La plate-forme écologiste européenne de Daniel Cohn Bendit a été imaginée à l’automne 2008, tandis que les listes des autres partis n’étaient pas encore formées. L’avantage en terme de temps a permis une large médiatisation pour l’ex-leader étudiant et ses nouveaux alliés (Verts et personnalités issues de la « société civile »). Les têtes de listes régionales sont, à ce jour, les suivantes : H. Flautre au Nord Ouest, S. Bélier au Nord- Est, Y. Jadot à l’ Ouest, D. Cohn-Bendit et E. Joly en Ile-de- France, J. Bové au Sud- Ouest, J.-P. Besset en Massif central-Centre. Au delà de l’aspect médiatique, il convient de s’interroger sur la capacité de cette plate-forme électorale à rencontrer le succès et sur ce qu’elle peut apporter à « l’agora européenne » que constituent les élections européennes. A ce titre, on verra que la plate forme écologiste comporte des tensions internes, synonymes d’obstacles, et qu’elle s’inscrit difficilement dans un contexte européen.

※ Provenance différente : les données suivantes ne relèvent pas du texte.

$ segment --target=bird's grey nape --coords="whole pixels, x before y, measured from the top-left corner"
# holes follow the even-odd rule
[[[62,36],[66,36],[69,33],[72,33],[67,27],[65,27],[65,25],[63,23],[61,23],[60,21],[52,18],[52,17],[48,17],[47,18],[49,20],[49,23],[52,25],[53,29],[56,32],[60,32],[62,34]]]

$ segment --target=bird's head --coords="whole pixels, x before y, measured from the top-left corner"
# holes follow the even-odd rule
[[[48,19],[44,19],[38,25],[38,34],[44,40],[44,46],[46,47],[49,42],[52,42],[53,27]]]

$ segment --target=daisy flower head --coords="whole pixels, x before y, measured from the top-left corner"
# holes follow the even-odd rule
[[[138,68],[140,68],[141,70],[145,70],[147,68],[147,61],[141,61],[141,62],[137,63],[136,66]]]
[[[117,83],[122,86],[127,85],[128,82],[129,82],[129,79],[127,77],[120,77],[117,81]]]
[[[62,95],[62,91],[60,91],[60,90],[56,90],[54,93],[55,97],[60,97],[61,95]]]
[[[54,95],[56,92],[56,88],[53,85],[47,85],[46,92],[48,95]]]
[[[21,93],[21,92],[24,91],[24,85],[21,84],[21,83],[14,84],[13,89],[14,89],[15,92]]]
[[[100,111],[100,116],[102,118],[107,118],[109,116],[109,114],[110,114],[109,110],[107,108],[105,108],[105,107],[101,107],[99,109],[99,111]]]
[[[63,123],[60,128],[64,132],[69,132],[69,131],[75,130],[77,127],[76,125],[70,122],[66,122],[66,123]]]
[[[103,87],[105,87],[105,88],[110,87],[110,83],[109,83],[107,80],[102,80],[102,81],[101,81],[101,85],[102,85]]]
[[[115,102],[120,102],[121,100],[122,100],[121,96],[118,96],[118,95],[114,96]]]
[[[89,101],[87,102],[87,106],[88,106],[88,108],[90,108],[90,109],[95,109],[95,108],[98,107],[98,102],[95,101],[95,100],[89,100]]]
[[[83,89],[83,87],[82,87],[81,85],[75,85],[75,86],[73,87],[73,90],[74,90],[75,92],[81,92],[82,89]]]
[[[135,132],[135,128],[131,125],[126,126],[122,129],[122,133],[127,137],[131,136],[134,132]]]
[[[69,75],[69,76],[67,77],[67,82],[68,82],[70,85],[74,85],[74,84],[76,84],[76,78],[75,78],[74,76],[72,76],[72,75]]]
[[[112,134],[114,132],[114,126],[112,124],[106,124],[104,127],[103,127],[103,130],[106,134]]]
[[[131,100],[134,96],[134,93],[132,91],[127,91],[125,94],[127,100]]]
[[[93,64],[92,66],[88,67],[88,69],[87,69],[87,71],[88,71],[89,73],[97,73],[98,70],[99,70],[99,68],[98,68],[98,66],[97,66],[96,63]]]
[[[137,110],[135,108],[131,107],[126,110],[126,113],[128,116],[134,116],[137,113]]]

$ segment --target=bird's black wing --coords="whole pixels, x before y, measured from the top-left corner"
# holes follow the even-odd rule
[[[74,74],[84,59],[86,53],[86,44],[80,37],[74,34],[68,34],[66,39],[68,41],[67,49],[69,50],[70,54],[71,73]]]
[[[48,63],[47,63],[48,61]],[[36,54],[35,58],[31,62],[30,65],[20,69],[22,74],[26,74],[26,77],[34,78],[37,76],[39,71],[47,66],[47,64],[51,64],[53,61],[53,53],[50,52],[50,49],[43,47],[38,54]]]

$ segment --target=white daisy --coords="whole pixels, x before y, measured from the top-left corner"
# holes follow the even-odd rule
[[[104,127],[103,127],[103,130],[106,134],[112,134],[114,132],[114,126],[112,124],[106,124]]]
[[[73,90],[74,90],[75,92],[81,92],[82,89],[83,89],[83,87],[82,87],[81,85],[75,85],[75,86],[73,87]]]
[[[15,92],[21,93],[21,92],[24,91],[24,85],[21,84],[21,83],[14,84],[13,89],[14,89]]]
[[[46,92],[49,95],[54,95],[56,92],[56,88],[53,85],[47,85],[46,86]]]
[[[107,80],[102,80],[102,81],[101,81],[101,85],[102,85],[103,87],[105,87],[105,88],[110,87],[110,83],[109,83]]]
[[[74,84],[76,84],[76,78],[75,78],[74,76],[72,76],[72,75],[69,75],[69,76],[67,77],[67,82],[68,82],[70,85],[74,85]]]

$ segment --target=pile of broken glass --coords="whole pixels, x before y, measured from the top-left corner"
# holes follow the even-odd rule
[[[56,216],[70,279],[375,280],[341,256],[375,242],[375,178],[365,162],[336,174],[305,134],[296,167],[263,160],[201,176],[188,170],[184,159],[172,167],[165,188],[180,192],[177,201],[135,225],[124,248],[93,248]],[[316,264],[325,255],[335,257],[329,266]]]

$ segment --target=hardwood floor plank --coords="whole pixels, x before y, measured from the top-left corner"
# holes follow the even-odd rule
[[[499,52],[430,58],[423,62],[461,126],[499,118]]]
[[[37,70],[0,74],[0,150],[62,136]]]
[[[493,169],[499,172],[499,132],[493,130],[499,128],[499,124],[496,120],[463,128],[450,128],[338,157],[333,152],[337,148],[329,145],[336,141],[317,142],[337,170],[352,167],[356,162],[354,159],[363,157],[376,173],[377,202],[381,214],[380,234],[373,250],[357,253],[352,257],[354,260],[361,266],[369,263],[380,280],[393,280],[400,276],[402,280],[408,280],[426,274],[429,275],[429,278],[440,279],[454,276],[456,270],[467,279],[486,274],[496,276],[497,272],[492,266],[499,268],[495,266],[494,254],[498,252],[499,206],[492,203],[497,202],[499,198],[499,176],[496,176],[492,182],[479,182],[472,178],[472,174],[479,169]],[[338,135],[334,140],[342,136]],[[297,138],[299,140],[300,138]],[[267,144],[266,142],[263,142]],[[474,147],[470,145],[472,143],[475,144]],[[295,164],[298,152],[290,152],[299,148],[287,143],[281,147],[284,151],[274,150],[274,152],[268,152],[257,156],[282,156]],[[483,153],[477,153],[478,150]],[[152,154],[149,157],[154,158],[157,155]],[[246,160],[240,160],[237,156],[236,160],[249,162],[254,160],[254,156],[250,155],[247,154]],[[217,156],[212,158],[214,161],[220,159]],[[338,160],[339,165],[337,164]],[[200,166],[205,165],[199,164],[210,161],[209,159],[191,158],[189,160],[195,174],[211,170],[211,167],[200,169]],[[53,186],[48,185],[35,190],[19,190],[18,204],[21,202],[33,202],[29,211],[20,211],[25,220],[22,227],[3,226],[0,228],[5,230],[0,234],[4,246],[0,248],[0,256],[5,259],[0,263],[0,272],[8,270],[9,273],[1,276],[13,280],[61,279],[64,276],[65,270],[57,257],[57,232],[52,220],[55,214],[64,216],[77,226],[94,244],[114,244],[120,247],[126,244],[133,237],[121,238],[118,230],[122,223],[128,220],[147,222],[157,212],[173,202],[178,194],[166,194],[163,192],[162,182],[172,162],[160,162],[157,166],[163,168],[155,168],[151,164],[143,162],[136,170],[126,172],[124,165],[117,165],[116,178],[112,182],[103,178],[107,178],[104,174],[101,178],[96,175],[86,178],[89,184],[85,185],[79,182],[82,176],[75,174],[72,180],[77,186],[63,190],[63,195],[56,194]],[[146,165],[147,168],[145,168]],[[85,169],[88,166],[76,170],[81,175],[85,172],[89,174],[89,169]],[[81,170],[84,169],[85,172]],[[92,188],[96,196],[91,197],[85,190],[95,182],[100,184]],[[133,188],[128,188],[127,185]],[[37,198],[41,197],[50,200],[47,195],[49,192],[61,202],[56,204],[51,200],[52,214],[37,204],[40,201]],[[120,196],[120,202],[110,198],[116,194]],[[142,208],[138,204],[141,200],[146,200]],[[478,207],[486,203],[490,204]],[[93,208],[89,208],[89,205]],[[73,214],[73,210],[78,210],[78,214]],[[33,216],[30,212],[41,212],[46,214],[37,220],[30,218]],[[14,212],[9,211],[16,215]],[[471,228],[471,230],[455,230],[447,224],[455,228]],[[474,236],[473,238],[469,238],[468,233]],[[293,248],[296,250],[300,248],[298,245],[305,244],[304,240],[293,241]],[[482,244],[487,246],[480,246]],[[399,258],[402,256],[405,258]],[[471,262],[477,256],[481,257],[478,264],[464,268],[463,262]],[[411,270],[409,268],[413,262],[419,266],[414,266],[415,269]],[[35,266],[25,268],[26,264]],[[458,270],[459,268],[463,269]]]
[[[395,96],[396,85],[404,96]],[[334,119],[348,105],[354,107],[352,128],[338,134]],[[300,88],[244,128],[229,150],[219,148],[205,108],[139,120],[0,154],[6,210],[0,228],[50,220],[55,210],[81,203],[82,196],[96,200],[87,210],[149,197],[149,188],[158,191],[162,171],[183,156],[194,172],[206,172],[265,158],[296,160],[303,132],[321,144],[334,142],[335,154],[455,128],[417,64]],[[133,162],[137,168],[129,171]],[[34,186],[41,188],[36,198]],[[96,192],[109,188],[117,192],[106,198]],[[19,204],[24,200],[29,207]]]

Des tensions internes à dépasser

En dépit de leurs traditionnelles divisions et d’une réticence naturelle de tout parti à ouvrir ses listes à des personnalités de la société civile, les Verts ont choisi de valider la démarche de rassemblement à une très large majorité dès décembre 2008. Cette ouverture pose le défi de la cohérence. En effet, on retrouve, au sein de cette plate- forme, une première tension entre des personnalités « politisées », ancrées dans une « gauche alternative » (J. Bové, H. Flautre, D. Cohn- Bendit) et d’autres qui ont moins intégré les codes de la politique partisane ( S. Bélier, J.-P. Besset, E. Joly).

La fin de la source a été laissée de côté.